AE 26: Functions + automation

Evals

+1 Exam 02 if there is 80% response rate on the TA evaluations and course evaluations (on DukeHub).

Project presentation meetings - Monday Nov 16

If you would like to meet to discuss your presentation click here to sign up for a time slot.

Project

Written report due Sun, Nov 15 at 11:59p
Video presentation due Tue, Nov 17 at 11:59p
- Presentation slides
Final repo due Tue, Nov 17 at 11:59p
- Includes codebook (a list of variables and their definitions) in the data folder
Watch and comment on presentations Nov 18 - Nov 20
Project peer review (will be emailed next week)

Communicating results

Tips on formatting and communicating results

IMDB Scrape TV shows

See solutions for the IMDB TV web scraping.

Functions

Exercise 1

Write a function called center_measures that returns the mean and median of a numeric vector. Below is sample code to help you get started. Complete exercise 1 in the file appex26-center-measures.R.

nums <- c(10, 5, -1, 0, 4)
c(mean(nums), median(nums))

## [1] 3.6 4.0

center_measures <- function() {
  

  
}

Landscape art pieces

Our goal is to get the details for the 39 landscape art pieces in the University of Edinburgh Art Collection. Complete exercises 2 - 6 in the file appex26-scrape-art-info.R.

Click here for solutions to Ex 2- 6.

Exercise 2

Let’s start by getting the title, artist, and link (URL) for the landscape art pieces. Fill in the code below to scrape this information for the first 10 landscape art pieces.

url <- "https://collections.ed.ac.uk/art/search/*/Classification:%22landscapes+%28representations%29+%7C%7C%7C+landscapes+%28representations%29%22?offset="

page <- read_html(_____)

# title -----------------------------------------------------------------------
titles <- page %>%
  html_nodes("h3 a") %>%
  html_text() %>%
  str_squish() 

# artist -----------------------------------------------------------------------
artists <- page %>%
  _____ 
  

# link ------------------------------------------------------------------------
links <- ______ %>%
  ______ %>%
  ______("href")

links <- paste0("https://collections.ed.ac.uk/art/", links)

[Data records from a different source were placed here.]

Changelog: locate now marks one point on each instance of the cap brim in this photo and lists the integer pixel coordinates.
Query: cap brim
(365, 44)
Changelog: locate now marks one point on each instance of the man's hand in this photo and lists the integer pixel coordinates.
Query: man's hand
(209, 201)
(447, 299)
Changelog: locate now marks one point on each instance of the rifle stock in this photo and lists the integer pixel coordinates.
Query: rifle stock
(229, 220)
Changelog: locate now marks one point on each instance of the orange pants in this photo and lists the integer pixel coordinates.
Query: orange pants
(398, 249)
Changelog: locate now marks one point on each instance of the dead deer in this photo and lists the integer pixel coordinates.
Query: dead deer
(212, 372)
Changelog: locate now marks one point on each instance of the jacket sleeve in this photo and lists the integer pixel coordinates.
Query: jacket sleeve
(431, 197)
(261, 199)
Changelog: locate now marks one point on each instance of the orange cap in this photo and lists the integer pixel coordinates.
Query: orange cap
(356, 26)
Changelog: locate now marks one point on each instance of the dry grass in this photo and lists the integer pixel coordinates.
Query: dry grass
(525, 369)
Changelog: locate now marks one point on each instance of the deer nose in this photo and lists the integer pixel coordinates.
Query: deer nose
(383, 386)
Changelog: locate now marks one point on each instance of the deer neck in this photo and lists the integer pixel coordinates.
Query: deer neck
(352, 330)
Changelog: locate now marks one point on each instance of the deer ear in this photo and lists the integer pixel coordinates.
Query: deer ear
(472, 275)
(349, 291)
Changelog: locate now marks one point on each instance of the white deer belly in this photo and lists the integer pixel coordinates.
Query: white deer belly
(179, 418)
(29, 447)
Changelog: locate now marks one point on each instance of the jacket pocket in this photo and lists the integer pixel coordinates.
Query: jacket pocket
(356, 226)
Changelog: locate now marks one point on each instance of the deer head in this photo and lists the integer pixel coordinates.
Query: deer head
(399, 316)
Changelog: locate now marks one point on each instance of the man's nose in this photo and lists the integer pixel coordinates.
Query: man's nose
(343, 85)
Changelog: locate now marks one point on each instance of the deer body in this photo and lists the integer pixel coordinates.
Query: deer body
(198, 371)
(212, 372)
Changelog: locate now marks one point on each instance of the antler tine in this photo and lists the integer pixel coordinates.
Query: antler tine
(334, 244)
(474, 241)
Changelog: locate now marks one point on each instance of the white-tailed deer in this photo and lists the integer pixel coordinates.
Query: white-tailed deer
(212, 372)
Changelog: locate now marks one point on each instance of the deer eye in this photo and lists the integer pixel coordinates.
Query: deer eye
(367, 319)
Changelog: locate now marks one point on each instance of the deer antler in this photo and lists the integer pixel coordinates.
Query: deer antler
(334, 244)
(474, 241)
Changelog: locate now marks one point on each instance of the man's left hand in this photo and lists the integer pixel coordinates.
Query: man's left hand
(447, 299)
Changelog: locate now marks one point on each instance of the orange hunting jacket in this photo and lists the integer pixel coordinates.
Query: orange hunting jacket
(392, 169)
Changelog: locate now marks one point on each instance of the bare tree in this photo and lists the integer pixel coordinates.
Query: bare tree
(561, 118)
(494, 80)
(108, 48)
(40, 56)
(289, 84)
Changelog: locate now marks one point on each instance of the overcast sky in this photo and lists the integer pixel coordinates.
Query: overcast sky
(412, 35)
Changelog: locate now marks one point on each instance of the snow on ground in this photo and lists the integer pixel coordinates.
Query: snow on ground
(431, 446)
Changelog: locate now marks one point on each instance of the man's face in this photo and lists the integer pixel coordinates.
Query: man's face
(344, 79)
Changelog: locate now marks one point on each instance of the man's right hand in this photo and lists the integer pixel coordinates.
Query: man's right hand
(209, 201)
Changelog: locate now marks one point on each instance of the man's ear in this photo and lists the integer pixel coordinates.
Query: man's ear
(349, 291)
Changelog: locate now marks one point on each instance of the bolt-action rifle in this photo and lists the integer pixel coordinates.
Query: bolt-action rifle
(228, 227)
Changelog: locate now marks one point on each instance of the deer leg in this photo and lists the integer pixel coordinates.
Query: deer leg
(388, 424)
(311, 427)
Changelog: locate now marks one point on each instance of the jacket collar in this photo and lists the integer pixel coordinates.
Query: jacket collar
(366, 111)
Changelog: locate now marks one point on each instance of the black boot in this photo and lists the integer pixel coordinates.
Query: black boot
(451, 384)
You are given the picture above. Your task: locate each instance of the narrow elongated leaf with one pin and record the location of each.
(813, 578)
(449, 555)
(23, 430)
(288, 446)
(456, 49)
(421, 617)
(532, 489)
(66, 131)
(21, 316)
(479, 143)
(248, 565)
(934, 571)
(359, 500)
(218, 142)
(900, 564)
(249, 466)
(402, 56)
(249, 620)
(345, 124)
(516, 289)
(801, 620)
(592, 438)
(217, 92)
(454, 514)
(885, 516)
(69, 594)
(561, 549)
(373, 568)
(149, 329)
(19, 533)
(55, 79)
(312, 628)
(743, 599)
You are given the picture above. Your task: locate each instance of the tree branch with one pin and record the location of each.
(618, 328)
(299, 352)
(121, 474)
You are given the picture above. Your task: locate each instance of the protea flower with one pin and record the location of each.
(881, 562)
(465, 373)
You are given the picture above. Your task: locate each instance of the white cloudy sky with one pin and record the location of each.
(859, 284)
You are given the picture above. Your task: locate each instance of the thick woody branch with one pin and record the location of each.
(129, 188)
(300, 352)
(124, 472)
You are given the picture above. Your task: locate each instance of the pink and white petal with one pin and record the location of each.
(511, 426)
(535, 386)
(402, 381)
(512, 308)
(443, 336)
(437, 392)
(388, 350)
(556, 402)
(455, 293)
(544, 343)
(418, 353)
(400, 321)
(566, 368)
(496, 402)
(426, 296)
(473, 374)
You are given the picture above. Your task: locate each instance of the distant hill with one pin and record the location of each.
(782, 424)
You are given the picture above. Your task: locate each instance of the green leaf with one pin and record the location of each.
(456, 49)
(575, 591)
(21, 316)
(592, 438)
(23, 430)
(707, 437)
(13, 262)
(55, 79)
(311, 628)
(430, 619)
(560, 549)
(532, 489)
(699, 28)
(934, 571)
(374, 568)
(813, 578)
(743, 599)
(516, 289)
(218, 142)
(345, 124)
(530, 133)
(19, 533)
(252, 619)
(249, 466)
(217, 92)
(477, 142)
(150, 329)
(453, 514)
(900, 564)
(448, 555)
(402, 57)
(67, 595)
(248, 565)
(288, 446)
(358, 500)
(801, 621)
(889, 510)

# make data frame ------------------------------------------------------------
tibble(
  title = _____, 
  artist = _____, 
  link = _____
)

Exercise 3

Turn the code from Exercise 2 into a function that takes the URL as an input. Be sure to give your function a clear and informative name.

Test your function by scraping the title, artist and link for the first 10 landscape art pieces.

Exercise 4

Let’s automate the process, so we can produce a single data frame that contains the the artist, title, and link for all 39 landscape art pieces.

url_base <- "https://collections.ed.ac.uk/art/search/*/Classification:%22landscapes+%28representations%29+%7C%7C%7C+landscapes+%28representations%29%22?offset="
landscape_urls <- paste0(url_base, seq(0, 30, 10))

Use the appropriate map_ function to apply the function from Exercise 3 to landscape_urls.

Exercise 5

Below is the code for scrape_art_info, a function to scrape the details for each art piece.

scrape_art_info <- function(x){
  
  # read page at url ----
  page <- read_html(x)
  
  # scrape headers ----
  headers <- page %>%
    html_nodes("th") %>%
    html_text()
  
  # scrape values ----
  values <- page %>%
    html_nodes("td") %>%
    html_text() %>%
    str_squish()

  # put together in a tibble and add link to help keep track ----
  tibble(headers, values) %>%
    pivot_wider(names_from = headers, values_from = values) %>%
    add_column(link = x)
  
}

Use the appropriate map_ function to apply scrape_art_info to the data frame from the previous exercise to get the details for the 39 landscape art pieces.

Exercise 6

Save the data frame from the previous exercise as a .csv file.

Exercises 2 - 6 are adapted from Data Science in a Box.